CAPÍTULO 7

Usted estudió en el colegio D. João II, en el antiguo palacio de doña Ana Joaquina. ¿Cómo era el día a día en aquella época?

LÍDIA: Era casi siempre igual. Me levantaba a las cinco y media de la mañana. Angelina me bañaba con agua fría, me peinaba y me vestía. A las seis desayunábamos, mi abuelo ya había salido a ocuparse de sus negocios. A las seis cuarenta y cinco, Angelina, Maria do Carmo o uno de los criados me llevaba al colegio. Recuerdo bien al profesor, un hombre circunspecto, siempre vestido de negro. Tocaba la sirena, pedía que le enseñáramos los deberes y castigaba a los que no los habían hecho con media docena de reglazos en cada mano. A los reincidentes les pegaba en las palmas. Decían que si te restregabas excrementos de gallina en las manos, la regla resbalaba y dolía menos. Pero lo probé y no funcionó. A las diez había una pausa y salíamos al recreo, donde nos estaban esperando los criados con las meriendas que nuestras madres habían preparado. Mis compañeros más pobres traían de casa un corrusco de pan envuelto en papel pardo.
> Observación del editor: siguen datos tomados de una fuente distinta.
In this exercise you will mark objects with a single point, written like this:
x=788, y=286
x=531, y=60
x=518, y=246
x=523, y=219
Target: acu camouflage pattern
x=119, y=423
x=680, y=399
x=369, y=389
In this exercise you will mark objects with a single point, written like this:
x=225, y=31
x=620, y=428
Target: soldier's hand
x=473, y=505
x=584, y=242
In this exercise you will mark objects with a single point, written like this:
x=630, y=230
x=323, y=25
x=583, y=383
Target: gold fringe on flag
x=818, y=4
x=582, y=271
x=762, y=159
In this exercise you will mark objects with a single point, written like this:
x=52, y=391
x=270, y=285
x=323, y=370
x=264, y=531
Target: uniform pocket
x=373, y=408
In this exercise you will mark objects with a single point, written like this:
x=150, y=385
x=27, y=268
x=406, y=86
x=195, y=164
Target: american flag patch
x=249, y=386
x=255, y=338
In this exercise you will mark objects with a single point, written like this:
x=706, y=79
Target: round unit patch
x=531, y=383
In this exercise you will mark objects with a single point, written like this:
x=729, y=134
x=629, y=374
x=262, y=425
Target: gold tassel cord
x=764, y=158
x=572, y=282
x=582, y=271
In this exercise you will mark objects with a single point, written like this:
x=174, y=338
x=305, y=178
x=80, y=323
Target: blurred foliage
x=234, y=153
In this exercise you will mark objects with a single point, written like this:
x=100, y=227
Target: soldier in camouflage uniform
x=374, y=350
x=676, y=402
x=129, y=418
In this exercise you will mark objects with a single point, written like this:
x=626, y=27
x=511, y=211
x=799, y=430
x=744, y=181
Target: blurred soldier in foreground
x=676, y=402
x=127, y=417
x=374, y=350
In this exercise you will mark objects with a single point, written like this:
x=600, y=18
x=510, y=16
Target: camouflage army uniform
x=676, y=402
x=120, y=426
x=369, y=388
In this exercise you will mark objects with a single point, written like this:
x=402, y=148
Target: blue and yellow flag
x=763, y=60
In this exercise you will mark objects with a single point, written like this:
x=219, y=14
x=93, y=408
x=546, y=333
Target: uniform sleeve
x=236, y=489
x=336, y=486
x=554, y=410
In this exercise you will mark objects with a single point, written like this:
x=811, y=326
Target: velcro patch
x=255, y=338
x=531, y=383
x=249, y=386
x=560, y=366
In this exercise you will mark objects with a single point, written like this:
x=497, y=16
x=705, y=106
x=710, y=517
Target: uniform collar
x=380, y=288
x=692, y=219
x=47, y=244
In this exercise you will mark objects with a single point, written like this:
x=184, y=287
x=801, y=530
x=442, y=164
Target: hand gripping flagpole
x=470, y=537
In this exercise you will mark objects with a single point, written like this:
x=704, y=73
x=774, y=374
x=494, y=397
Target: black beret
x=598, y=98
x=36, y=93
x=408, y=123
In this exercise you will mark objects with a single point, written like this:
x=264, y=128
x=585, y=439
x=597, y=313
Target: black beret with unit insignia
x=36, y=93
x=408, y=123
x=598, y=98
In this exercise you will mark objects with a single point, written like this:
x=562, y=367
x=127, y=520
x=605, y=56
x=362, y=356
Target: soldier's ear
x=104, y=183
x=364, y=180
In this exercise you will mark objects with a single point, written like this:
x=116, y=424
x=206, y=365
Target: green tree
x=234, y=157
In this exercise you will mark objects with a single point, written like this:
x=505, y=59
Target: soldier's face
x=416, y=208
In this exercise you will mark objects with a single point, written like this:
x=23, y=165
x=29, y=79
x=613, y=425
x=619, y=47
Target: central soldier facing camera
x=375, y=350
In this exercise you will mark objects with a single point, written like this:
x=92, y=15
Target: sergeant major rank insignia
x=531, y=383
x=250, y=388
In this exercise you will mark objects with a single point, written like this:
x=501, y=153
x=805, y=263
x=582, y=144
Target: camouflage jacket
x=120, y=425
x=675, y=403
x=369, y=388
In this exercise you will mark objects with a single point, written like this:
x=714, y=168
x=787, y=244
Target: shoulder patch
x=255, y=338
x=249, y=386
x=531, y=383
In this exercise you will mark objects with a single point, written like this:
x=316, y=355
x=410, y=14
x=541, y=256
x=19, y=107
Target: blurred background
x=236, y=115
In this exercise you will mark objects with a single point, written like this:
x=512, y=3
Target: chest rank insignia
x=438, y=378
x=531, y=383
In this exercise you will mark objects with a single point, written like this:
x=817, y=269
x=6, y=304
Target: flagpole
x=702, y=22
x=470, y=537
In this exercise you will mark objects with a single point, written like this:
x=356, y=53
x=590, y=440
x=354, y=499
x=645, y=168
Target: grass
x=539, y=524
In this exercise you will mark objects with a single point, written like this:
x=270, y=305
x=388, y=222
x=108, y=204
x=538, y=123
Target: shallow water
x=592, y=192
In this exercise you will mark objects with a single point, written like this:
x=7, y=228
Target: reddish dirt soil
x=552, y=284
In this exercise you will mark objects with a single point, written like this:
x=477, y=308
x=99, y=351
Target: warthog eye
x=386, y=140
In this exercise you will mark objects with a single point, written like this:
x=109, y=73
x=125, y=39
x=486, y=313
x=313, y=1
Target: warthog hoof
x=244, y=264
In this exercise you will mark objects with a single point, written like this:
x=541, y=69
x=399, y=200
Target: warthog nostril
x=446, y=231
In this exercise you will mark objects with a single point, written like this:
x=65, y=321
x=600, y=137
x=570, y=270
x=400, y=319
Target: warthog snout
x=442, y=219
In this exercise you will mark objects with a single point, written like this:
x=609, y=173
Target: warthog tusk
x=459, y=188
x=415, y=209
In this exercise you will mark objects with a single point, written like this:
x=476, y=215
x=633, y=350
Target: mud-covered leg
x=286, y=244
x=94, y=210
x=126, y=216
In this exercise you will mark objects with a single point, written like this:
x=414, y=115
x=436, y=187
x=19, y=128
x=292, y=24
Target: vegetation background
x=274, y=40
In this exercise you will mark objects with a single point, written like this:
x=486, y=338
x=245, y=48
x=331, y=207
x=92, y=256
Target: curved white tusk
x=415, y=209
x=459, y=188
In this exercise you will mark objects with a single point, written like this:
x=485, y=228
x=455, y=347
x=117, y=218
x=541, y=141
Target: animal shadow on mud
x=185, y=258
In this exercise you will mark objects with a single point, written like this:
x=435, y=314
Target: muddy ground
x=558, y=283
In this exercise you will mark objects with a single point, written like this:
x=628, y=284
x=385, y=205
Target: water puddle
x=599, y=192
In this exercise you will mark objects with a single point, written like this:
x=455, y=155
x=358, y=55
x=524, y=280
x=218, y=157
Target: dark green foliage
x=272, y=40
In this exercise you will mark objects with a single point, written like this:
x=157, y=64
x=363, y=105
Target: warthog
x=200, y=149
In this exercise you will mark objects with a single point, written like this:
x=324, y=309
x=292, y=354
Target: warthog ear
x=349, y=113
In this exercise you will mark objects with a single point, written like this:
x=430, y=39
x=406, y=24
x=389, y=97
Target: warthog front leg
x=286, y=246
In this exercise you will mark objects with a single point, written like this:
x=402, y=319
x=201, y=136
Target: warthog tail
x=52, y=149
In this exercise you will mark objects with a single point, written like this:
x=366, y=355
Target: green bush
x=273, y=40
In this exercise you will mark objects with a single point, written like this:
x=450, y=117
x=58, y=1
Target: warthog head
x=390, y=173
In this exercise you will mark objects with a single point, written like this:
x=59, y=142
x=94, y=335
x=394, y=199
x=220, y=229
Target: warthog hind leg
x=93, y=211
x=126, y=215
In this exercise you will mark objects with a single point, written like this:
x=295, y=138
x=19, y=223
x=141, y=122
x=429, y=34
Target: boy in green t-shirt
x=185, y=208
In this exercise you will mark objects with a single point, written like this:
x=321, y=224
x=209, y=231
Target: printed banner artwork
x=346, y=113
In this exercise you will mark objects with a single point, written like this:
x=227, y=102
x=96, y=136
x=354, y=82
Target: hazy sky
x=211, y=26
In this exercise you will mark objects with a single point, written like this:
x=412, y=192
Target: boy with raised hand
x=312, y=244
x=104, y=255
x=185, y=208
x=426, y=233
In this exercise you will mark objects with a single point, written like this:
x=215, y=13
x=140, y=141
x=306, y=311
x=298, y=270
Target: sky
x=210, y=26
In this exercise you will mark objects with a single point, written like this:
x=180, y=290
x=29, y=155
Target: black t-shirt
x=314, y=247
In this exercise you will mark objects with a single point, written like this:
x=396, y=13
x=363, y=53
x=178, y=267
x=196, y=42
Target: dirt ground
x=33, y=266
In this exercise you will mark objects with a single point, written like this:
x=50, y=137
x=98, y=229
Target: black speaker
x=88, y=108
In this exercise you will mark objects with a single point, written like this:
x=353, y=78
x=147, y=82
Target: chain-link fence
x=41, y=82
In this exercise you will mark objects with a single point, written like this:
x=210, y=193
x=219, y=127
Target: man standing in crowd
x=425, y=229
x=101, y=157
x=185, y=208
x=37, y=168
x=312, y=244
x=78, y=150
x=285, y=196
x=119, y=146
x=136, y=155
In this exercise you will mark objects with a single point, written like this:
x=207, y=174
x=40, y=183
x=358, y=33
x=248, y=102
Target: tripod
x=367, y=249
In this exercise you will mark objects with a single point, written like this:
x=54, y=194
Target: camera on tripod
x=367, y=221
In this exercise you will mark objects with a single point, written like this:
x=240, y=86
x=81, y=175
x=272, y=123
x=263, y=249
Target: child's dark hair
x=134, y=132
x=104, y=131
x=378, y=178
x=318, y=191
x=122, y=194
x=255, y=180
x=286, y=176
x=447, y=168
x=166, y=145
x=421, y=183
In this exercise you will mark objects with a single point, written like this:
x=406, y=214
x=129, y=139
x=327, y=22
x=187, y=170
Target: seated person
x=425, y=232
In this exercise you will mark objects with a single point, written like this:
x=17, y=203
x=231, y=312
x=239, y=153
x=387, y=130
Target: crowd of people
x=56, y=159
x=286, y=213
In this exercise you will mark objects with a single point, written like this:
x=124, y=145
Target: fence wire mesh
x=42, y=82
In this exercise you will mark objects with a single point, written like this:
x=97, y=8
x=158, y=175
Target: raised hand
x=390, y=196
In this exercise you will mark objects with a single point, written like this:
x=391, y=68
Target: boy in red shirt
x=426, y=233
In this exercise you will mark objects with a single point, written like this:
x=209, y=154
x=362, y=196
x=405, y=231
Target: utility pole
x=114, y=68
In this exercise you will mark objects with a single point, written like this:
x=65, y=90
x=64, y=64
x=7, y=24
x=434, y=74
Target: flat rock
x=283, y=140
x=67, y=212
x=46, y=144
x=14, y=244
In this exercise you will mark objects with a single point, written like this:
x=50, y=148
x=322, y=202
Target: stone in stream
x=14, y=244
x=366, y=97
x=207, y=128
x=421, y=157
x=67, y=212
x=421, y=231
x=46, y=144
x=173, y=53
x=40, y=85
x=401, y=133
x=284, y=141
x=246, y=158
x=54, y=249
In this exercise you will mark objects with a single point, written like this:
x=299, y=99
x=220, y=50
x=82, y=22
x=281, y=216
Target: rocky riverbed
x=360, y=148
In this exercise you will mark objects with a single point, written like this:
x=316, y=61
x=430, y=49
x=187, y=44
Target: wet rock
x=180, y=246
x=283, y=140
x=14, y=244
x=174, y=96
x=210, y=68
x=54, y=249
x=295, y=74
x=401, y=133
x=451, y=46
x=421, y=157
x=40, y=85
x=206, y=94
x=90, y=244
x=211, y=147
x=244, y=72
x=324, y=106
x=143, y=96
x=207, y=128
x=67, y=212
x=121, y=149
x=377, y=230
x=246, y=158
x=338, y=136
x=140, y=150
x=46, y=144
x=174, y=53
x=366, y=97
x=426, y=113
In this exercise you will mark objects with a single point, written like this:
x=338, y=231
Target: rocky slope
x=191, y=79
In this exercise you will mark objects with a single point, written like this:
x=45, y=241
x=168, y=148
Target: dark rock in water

¿También le llevaban la merienda?

LÍDIA: Yo era una de las pocas niñas negras a quien le esperaba alguien, pero sólo me percaté de eso mucho más tarde. Recuerdo a otro muchacho, también negro, al que una señora muy blanca, vestida con una especie de túnica color crema, como la de los curas, y con un sombrero colonial en la cabeza, venía a traerle la merienda. Llegaba pedaleando una vieja bicicleta azul, la merendera dentro de un cesto sujeto al manillar. Detrás de ella, los perros corrían en silencio.

¿Cómo?

LÍDIA: Pues eso mismo. Recuerdo verla pedalear. Y los perros detrás de ella corriendo en silencio.